Os novos filmes do pernambucano Camilo Cavalcanti (Rapsódia para um Homem Comum) e do paraibano Marcus Villar (O Meio do Mundo), realizadores já abraçados pelos prêmios e pelo reconhecimento de seus pares, não ficaram à altura da expectativa. Se o de Villar opta por uma poesia nem sempre sedutora pela maneira de por em cena a iniciação sexual no sertão, filmando com excesso de véus a experiência real, de modo a injetar nela um lirismo da imagem, o de Cavalcanti, apesar de mais ambicioso e melhor sucedido em suas escolhas, lambuza-se com alguns formalismos excessivos, que, sem necessariamente potencializar o material, parece levantar a mão, acima dos acontecimentos mostrados, para mostrar o talento da realização.

Por que destacá-los?, pergunta o leitor, pergunto eu mesmo.
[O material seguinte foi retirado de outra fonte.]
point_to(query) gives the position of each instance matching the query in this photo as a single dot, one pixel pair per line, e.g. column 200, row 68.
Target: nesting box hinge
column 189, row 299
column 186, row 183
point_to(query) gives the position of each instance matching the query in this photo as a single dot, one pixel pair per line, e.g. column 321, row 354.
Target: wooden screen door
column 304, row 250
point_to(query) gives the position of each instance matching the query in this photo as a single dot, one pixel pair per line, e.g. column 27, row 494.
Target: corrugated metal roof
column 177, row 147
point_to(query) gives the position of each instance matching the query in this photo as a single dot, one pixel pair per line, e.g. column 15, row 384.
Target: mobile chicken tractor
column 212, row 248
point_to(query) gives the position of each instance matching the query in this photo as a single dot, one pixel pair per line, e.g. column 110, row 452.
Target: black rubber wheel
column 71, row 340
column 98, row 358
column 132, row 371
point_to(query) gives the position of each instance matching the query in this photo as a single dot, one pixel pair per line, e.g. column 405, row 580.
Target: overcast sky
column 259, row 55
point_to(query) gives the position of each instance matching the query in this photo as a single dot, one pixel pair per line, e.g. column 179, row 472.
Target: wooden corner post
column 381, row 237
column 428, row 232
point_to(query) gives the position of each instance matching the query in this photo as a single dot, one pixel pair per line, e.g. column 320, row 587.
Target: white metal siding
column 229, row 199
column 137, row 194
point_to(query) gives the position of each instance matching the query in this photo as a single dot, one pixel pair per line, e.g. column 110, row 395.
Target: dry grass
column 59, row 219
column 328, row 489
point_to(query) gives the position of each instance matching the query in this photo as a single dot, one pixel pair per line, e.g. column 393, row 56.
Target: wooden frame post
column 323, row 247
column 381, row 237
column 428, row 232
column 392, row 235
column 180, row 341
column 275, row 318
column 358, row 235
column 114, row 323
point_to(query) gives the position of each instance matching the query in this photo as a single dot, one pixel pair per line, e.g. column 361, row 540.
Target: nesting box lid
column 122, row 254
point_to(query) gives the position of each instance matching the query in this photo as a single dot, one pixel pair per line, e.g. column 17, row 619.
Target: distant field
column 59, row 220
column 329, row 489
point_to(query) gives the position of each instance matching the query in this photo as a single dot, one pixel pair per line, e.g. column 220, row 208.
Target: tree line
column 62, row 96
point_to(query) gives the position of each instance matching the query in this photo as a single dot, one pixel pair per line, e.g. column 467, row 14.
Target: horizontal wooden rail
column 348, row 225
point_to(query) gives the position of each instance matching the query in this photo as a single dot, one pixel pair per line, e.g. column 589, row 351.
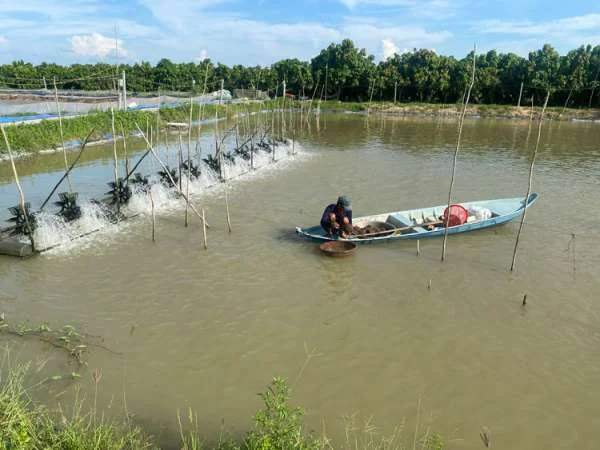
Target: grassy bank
column 439, row 109
column 278, row 426
column 45, row 135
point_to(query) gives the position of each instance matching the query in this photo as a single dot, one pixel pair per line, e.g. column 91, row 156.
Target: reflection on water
column 212, row 327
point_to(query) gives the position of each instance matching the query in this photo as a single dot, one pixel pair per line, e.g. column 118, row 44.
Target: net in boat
column 456, row 216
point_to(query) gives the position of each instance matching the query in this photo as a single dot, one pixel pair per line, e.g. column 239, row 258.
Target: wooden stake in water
column 180, row 158
column 125, row 149
column 167, row 172
column 116, row 171
column 21, row 195
column 204, row 230
column 531, row 168
column 153, row 217
column 227, row 208
column 460, row 126
column 62, row 137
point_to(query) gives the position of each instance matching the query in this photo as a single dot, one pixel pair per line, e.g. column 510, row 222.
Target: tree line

Primeiro porque na pequena programação a que tive acesso os dois se evidenciaram por exclusão. Segundo porque os realizadores têm dado mostras, com seus curtas anteriores, de terem a pegada do cinema – sobretudo uma preocupação de tratá-lo como linguagem, de escolher traçados nem sempre fáceis de administração, com senso de ambição estética em suas experiências. Por isso, um e outro, se geram algum desconforto por algumas tomadas de posição em relação à imagem, também geram alívio, pois, como os outros filmes aqui enfocados, abrem a maquininha do cinema e tentam olhá-la por dentro. Projetos de risco na relação com o espectador, na maneira de ofertar suas sensações e formas, mas projetos estéticos antes de mais nada, seja pela irreverência (Acossadas), pela gravidade do tom (O Monstro), pela ambigüidade (Ariel) ou pelos “desacertos com talento” (Rapsódia para um Homem Comum e O Meio do Mundo).